Um dia meu pai jogou na tal da roleta e ganhou uma linda boneca no jogo. Ela tinha uns 40 cm, cabelos longos e loiros e olhos azuis. Eu vibrei quando o vi chegando. Mas... a boneca não era para mim. Minha irmã a recebeu nos braços.

Um dia, magoada e roída de ciúmes, peguei a tesoura e cortei todos cabelos da boneca. Se eu não podia tê-la, pensei, minha irmã também não.

No entanto, mesmo a boneca sem cabelos, minha irmã a guarda até os dias de hoje.

Eu? Ainda sonhava, um dia, ganhar a minha. No entanto, isso nunca aconteceu.

Eu cresci. Já não era mais uma menina. Mas, de vez em quando falava sobre a tal da boneca que nunca tive e de como sempre quis ter uma.

Um dia, meu irmão me telefonou e contou que tinha me comprado uma boneca de presente. Ele sabia a importância que isso tinha na minha vida. E me contou que minha boneca era feita de estopa e tinha um lindo vestido amarelo. E que ao lado dela havia um saco, também de estopa, cheio de grãos de feijão.

Imagina minha felicidade. Eu tinha 25 anos e finalmente ia ganhar a minha boneca. Uma só minha. Então ele me contou que havia comprado três. Essa para mim, uma com vestido vermelho para minha irmã e uma com vestido azul para a afilhada dele.

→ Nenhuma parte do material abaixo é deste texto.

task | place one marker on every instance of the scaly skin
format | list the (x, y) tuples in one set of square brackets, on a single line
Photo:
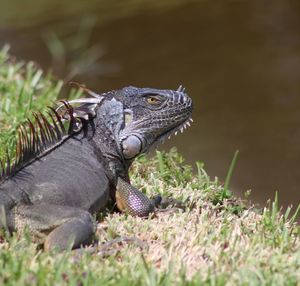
[(55, 195)]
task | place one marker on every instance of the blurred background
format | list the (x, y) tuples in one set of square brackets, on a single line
[(239, 61)]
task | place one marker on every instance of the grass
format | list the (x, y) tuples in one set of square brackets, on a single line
[(215, 239)]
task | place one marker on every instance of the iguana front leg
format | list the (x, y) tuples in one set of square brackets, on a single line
[(54, 225), (130, 200)]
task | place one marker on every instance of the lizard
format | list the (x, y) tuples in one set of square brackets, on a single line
[(70, 164)]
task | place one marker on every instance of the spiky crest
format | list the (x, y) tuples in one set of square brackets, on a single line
[(38, 137)]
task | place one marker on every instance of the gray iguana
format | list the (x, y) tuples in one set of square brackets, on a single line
[(70, 163)]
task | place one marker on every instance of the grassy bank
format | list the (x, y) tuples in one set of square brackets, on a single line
[(214, 239)]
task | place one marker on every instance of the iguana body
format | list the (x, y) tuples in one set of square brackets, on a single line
[(61, 178)]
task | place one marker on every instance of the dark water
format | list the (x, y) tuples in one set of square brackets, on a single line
[(239, 60)]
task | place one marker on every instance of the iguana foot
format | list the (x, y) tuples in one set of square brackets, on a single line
[(59, 227)]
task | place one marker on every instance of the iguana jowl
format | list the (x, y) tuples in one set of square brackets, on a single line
[(62, 176)]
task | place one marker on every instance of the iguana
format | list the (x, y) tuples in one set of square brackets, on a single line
[(71, 162)]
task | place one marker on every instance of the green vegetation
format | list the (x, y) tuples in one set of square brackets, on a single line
[(214, 240)]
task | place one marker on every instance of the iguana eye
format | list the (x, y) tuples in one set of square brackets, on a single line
[(153, 100)]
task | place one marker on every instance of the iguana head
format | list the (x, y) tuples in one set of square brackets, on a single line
[(137, 118), (150, 116)]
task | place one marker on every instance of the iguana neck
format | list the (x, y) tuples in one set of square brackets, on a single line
[(105, 139)]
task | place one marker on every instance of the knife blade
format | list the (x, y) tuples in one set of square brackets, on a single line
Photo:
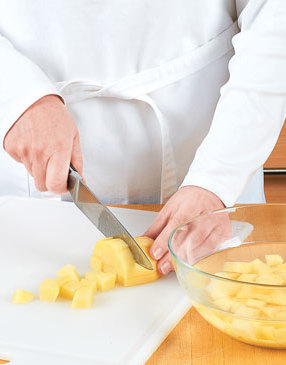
[(102, 217)]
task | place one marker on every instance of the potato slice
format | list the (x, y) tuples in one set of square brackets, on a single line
[(83, 298), (22, 296), (49, 290), (68, 271), (105, 281), (117, 258)]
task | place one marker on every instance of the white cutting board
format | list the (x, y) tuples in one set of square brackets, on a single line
[(125, 325)]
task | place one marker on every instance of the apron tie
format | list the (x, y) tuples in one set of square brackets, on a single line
[(139, 85)]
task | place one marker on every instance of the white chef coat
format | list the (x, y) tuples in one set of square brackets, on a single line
[(142, 80)]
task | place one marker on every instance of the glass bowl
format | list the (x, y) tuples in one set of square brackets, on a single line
[(231, 264)]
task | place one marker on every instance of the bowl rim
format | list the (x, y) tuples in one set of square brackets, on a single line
[(216, 211)]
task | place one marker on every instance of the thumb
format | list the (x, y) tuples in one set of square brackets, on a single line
[(76, 156)]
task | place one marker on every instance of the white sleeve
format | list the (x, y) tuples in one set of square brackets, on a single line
[(22, 83), (252, 107)]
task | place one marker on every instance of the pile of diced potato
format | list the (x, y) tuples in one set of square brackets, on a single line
[(111, 263), (252, 313)]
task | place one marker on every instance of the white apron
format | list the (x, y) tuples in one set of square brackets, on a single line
[(144, 90)]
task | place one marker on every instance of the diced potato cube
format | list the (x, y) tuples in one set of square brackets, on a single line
[(265, 332), (105, 281), (270, 279), (68, 290), (255, 303), (277, 297), (83, 298), (96, 263), (281, 268), (62, 280), (250, 292), (69, 271), (245, 311), (280, 334), (227, 275), (269, 310), (22, 296), (259, 267), (221, 288), (240, 267), (49, 290), (273, 260), (243, 328), (248, 278), (227, 304), (90, 283), (281, 315)]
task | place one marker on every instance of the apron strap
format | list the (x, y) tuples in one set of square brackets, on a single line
[(139, 85)]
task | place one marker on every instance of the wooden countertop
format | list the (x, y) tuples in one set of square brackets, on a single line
[(194, 342)]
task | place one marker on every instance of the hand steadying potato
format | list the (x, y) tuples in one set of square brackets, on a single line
[(45, 139)]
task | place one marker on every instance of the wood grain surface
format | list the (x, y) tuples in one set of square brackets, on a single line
[(277, 159), (194, 342)]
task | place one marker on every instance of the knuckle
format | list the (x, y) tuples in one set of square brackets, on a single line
[(56, 186)]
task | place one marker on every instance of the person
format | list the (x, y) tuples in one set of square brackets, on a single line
[(137, 95)]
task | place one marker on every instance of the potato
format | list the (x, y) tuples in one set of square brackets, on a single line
[(273, 260), (117, 258), (90, 283), (271, 279), (105, 281), (22, 296), (241, 267), (95, 263), (254, 305), (68, 290), (83, 298), (259, 267), (49, 290), (68, 272)]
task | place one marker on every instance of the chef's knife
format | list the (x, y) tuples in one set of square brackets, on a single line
[(102, 217)]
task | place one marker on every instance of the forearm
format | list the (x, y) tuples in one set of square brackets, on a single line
[(252, 107)]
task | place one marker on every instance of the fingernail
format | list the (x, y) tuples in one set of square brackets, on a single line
[(166, 267), (158, 253)]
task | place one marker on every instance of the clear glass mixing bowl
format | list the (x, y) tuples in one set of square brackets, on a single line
[(219, 258)]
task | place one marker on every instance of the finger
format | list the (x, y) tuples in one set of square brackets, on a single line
[(27, 163), (57, 172), (160, 245), (165, 265), (76, 157), (158, 225), (38, 171)]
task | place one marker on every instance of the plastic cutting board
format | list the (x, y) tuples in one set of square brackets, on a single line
[(125, 325)]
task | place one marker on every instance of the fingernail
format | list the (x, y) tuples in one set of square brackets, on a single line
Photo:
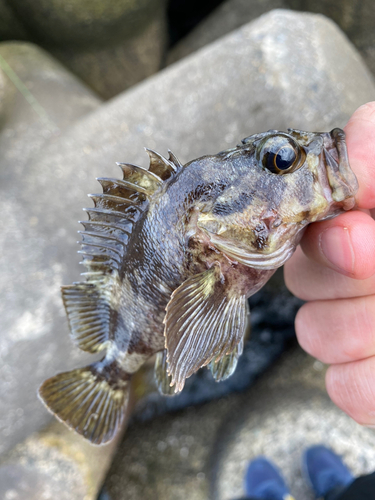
[(337, 248)]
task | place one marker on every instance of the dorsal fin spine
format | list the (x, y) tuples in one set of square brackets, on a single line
[(140, 170), (125, 184), (101, 235), (92, 306), (173, 159)]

Num próximo telefonema, no dia 26 de maio daquele ano, ele contou que no dia das mães havia dado a boneca com vestido vermelho para a filha de seu patrão. Ela era mãe solteira, o pai da criança era usuário de drogas, e os pais da menina, além de não aceitarem a gravidez eram muito duros com ela que só chorava. Ele ficou compadecido e no dia das mães deu a boneca de presente pra ela.

Mas, disse, iria pra feira comprar outra pra minha irmã antes de vir pra casa (ele residia em outro estado mas decidiu voltar pra casa do pai) no início de junho daquele ano.

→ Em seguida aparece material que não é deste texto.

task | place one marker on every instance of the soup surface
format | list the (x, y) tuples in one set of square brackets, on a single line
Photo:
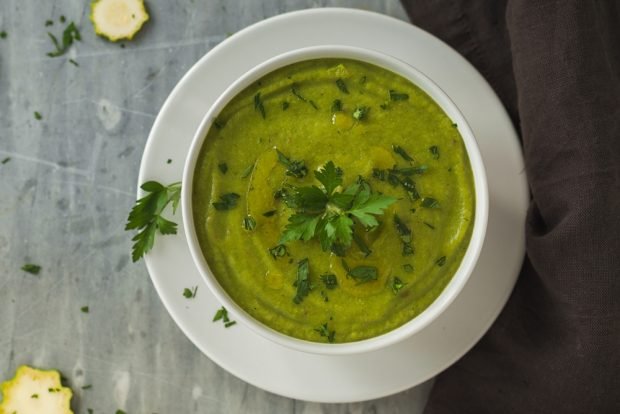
[(363, 246)]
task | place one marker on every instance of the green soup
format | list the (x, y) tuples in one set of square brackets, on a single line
[(385, 135)]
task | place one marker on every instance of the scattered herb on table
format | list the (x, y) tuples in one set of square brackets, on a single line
[(146, 216)]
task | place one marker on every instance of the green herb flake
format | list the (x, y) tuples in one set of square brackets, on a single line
[(227, 201), (249, 223), (279, 250), (434, 150), (31, 268), (400, 151), (342, 86), (397, 96), (330, 281), (361, 112), (324, 331), (302, 282), (397, 284), (190, 293), (258, 105), (428, 202), (146, 216)]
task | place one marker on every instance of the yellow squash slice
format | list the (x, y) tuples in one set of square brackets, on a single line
[(118, 19), (34, 391)]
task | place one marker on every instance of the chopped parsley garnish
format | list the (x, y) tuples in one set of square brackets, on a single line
[(329, 214), (294, 168), (31, 268), (278, 251), (227, 201), (400, 151), (302, 283), (428, 202), (404, 233), (69, 35), (324, 331), (397, 284), (249, 223), (330, 281), (337, 105), (361, 274), (146, 216), (396, 96), (361, 112), (342, 86), (258, 105), (190, 293)]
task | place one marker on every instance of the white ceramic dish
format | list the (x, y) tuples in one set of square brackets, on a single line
[(480, 218), (299, 375)]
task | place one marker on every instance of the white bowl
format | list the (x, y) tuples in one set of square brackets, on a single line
[(470, 258)]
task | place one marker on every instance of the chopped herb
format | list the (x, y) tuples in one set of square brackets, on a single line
[(190, 293), (342, 86), (227, 201), (294, 168), (337, 105), (278, 251), (361, 112), (249, 223), (330, 281), (397, 284), (69, 35), (428, 202), (31, 268), (400, 151), (361, 274), (324, 331), (146, 216), (258, 105), (248, 170), (302, 283), (396, 96)]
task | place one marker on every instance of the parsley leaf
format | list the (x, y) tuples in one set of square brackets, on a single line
[(146, 216)]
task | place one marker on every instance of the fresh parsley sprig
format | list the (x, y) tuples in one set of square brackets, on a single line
[(329, 213), (146, 216)]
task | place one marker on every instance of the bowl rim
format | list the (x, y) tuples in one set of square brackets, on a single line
[(468, 262)]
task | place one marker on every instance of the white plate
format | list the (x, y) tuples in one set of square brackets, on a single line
[(365, 376)]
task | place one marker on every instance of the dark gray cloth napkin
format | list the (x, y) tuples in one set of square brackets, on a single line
[(555, 348)]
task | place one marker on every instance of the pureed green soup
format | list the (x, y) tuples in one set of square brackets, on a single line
[(333, 200)]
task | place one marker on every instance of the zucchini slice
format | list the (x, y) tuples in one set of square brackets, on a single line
[(118, 19), (34, 391)]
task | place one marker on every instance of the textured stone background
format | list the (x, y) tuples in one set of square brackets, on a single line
[(64, 198)]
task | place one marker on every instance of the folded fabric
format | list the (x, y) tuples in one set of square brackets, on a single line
[(555, 348)]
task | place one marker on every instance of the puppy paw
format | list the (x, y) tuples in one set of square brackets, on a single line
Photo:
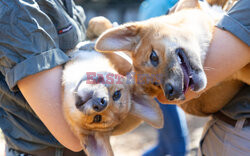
[(97, 26)]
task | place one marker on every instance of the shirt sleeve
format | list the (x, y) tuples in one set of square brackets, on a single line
[(237, 21), (28, 41)]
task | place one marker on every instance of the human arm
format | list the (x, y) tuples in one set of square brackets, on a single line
[(43, 93), (226, 55)]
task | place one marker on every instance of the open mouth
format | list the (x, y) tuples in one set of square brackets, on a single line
[(186, 69)]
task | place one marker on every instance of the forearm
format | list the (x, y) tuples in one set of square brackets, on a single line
[(226, 55), (43, 93)]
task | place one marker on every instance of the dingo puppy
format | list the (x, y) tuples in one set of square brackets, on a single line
[(171, 50), (98, 102)]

Numa tragédia que ainda hoje enche os olhos de água e inunda o coração de dor, no dia 06 de junho daquele ano, pescando num costão, ele caiu e desapareceu no mar. Só o achamos no dia 11 e no dia 12 ele chegou na casa do pai como prometera – só que morto.

Com suas coisas vieram duas bonecas. Uma de vestido azul e outra de vestido amarelo. Ele não tivera tempo de comprar outra boneca para minha irmã.

Eu chorei abraçada à minha boneca por muito tempo...

Um dia tomei a decisão: entreguei as duas bonecas pra minha irmã. Disse que meu irmão as comprara alguns meses antes de morrer e que a azul ela deveria entregar para a afilhada dele enquanto a amarela era para ela.

Eu tinha vencido afinal. O amor tomara o lugar da inveja e do ciúme.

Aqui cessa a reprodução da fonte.